Dr. Gerhard Hirschmann (ÖVP)
Interview
 
KORSO: Vom Rechnungshofpräsidenten Fiedler wurde jüngst wiederum aus Einsparungsgründen eine Zusammenlegung der Bundesländer bzw. Landtage gefordert.
Hirschmann: Für mich als jemanden, der bereits vor einigen Jahren die Diskussion um eine Reform des österreichischen föderalen Systems mitinitiiert  hat, darf sich die Debatte nicht in der Forderung nach Abschaffung der Landtage erschöpfen. Vielmehr gehe es um eine Umgestaltung der Verwaltung in Richtung mehr Effizienz. 

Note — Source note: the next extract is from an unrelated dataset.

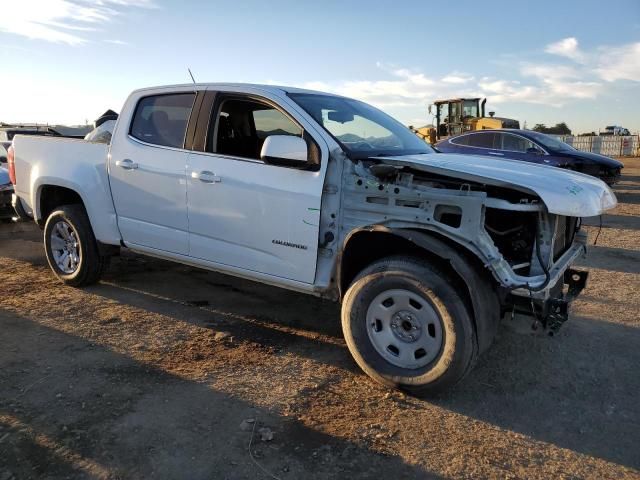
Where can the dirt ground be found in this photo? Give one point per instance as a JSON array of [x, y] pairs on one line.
[[166, 371]]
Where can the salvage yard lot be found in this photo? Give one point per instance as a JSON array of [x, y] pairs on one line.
[[152, 372]]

KORSO: Wie sollte diese Umgestaltung aussehen?
Hirschmann: Vor einer breiten Diskussion darüber sind drei Aufgaben zu erfüllen: Zunächst muss die Kompetenzaufteilung der verschiedenen Ebenen – von der EU bis zu den Kommunen – geklärt werden; da gibt es viele Überschneidungen, obwohl inzwischen 80% der Gesetzgebung außerhalb der nationalen Grenzen erfolgen. Die zweite Aufgabe ist ein Totalscreening aller Verwaltungsabläufe von der EU über den Bund, die Länder und Bezirke bis hin zu den Gemeinden, und zwar unter dem Gesichtspunkt der Subsidiarität. Drittens müssen auch die Überschneidungen der Kompetenzen bei den verschiedenen Förderebenen durchleuchtet werden. Nach einer genauen wissenschaftlichen Analyse kann dann die Rolle der Länder neu festgelegt werden.

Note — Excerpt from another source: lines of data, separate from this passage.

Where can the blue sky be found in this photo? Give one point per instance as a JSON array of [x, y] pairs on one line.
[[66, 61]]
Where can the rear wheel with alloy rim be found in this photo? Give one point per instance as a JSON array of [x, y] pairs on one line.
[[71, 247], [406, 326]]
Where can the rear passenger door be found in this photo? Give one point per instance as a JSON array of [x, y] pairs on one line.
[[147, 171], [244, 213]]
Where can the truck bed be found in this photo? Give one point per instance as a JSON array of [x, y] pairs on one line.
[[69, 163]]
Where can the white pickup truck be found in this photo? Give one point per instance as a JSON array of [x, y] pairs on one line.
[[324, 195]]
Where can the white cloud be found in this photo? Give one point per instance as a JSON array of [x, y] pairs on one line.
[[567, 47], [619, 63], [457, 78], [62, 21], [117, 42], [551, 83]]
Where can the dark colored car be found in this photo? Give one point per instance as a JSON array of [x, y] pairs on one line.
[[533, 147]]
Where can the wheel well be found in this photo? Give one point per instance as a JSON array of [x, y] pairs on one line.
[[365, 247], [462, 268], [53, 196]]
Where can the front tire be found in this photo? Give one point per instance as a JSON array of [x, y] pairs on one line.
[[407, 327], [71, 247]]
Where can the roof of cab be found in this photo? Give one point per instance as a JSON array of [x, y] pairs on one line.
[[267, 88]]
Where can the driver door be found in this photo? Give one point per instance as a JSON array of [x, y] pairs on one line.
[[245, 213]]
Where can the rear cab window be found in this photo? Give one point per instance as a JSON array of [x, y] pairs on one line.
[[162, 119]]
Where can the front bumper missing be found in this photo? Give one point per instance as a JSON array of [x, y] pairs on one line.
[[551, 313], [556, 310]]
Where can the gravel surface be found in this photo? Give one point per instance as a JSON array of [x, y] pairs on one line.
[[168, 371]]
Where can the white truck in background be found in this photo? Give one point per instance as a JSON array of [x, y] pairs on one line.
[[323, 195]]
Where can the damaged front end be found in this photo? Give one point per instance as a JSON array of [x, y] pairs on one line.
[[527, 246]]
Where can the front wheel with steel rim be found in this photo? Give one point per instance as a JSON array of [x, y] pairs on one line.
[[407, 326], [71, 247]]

KORSO: Welche Rolle könnte das sein?
Hirschmann: Der Trend ist klar: Was die Verwaltung betrifft, sollten die Länder durchaus aufgewertet werden und Bundesagenden übernehmen – wie etwa im Schulwesen oder bei den Bundessozialämtern. Was die Gesetzgebung betrifft wäre allerdings eine Vereinheitlichung sinnvoll – etwa in Form eines von mir schon lange geforderten „Generallandtages“.

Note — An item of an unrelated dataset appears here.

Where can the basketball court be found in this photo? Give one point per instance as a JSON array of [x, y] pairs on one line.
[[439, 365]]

KORSO: Wie sollte dieser aussehen?
Hirschmann: Er sollte sich aus den Landtagen bzw. Teilen derselben zusammensetzen und den abzuschaffenden Bundesrat ersetzen, denn das österreichische Zweikammernsystem sollte beibehalten werden. 

KORSO: Wodurch würde sich der Generallandtages vom Nationalrat unterscheiden?
Hirschmann: Die Abgeordneten müssten darauf verpflichtet werden, die Interessen der Länder zu vertreten.

KORSO: Würde eine Abschaffung der Landtage aber nicht bedeuten, dass lokale Interessen unter die Räder kämen? 
Hirschman: Nein, denn das bisherige gnadenlose Nebeneinander würde einer gemeinsamen Debatte der Länder weichen.

KORSO: Welche Schritte wollen Sie in Zukunft zur Umsetzung dieser Pläne setzen?
Hirschmann: Ich möchte in einem Gespräch mit Mitgliedern der Bundesregierung erreichen, dass wir eine Expertenrunde aus Mitgliedern des Wirschaftsforschungsinstituts, des IHS und ähnlicher brain-trusts zu diesem Thema einsetzen, um endlich vergleichbare und nachvollziehbare Fakten auf den Tisch zu bekommen. Um die Diskussion zu beschleunigen, denke ich zudem an die Bildung einer außerparlamentarischen Plattform, die in dieser Angelegenheit Druck auf das Parlament ausüben könnte.